Kendry Morales then hit into what appeared to be a double play, but Morales beat the throw to first. One out later Jeff Mathis singled and Carl Crawford misplayed the ball in left, which allowed the runners to move to second and third. Reggie Willits then shot a single through the middle to score both runs and advanced to second on the throw to the plate. With Willits running, Chone Figgins singled to right field to put the Angels up, 3-0.
"He made two good pitches to start the at-bat, and I didn't feel too good," Willits said. "But I hung with it. His changeup is 89. He threw me six straight fastballs, and one had sink on it, another was a little straighter. I finally got lucky and put one in play."
In the sixth, the Angels picked up where they left off when they loaded the bases with two outs against Price and Mathis doubled to left to empty the bases to push the lead to 6-0.
"As the game went on," Angels manager Mike Scioscia said, "Price did what [Derek] Holland did for Texas against us Sunday. He came right after us. He's a much better pitcher than we saw earlier in the year. We got more aggressive with him and got some big hits, none bigger than Reggie Willits' in the fifth."
Rays manager Joe Maddon complimented the Angels for their ability to come through in the clutch.
"They got a couple of two-out knocks, and they did a nice job with that," Maddon said. "I think they scored all six of their runs with two outs. And they're capable of that. I've seen them doing that before."
Price sets high standards for himself, so he made no excuses while taking the blame for the loss.
"I felt good," Price said. "Just came down to me not being able to make a big pitch for us. That's the bottom line."
Meanwhile, the Rays' offense, which scored seven runs on Monday night, found the going tough against Angels starter Ervin Santana, who dominated from the start to pick up his fifth win of the season with a three-hit shutout that required 97 pitches.

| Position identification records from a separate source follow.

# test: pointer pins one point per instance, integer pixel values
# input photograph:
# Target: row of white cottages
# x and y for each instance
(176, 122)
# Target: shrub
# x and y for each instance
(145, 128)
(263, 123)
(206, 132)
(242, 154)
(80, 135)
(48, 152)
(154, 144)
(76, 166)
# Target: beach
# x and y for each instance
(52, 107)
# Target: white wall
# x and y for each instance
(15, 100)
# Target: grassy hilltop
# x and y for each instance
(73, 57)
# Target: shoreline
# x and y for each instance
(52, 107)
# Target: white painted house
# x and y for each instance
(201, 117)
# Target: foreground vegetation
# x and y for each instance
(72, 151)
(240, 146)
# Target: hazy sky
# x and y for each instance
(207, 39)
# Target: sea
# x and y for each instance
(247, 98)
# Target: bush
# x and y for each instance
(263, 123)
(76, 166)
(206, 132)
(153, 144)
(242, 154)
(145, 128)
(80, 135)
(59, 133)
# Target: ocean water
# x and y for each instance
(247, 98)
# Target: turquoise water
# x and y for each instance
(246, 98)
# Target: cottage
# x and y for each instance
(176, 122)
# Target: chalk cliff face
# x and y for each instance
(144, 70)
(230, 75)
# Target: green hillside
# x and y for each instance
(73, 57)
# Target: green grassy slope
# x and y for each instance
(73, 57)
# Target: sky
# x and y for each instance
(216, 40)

"I just think there are some nights where we're not really on," Ben Zobrist said. "Some nights, it's the pitcher, some nights, it's more us. I think tonight, it was the pitcher.

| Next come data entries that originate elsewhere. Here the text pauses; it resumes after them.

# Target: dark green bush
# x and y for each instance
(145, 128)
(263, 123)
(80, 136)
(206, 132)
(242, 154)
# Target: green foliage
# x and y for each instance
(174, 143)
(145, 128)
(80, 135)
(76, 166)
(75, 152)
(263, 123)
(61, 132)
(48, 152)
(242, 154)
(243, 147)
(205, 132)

"When you have a hard time getting comfortable and you can't really get anything going offensively, it tends to kind of be a trend one through nine. If you string a few together then all of a sudden, you get on him, he gets flustered a little bit, but we never got there tonight."
Santana executed a well-thought-out plan, according to Zobrist.
"I didn't see many good pitches to hit, I'll just say that," Zobrist said. "He didn't really throw me anything that looked really good. He kept the ball just out of the zone. He threw his slider really well, I thought. He had me fooled tonight.
"I think, overall, when you don't jump on him early, when he's throwing his fastball and he's able to get to his other stuff, he's pretty tough. ... He's real tough. And later on in the game he just started going to his offspeed stuff early. And even if you sit on it, it's not a great pitch to hit."
The Rays are now 8-16 this season against the AL West and 1-12 over their last 13 games in Anaheim since 2006. Despite his team's funk, Maddon -- a California resident -- managed to smile.
"It just seems to me California's a nice place to live, but a tough place to visit," he said.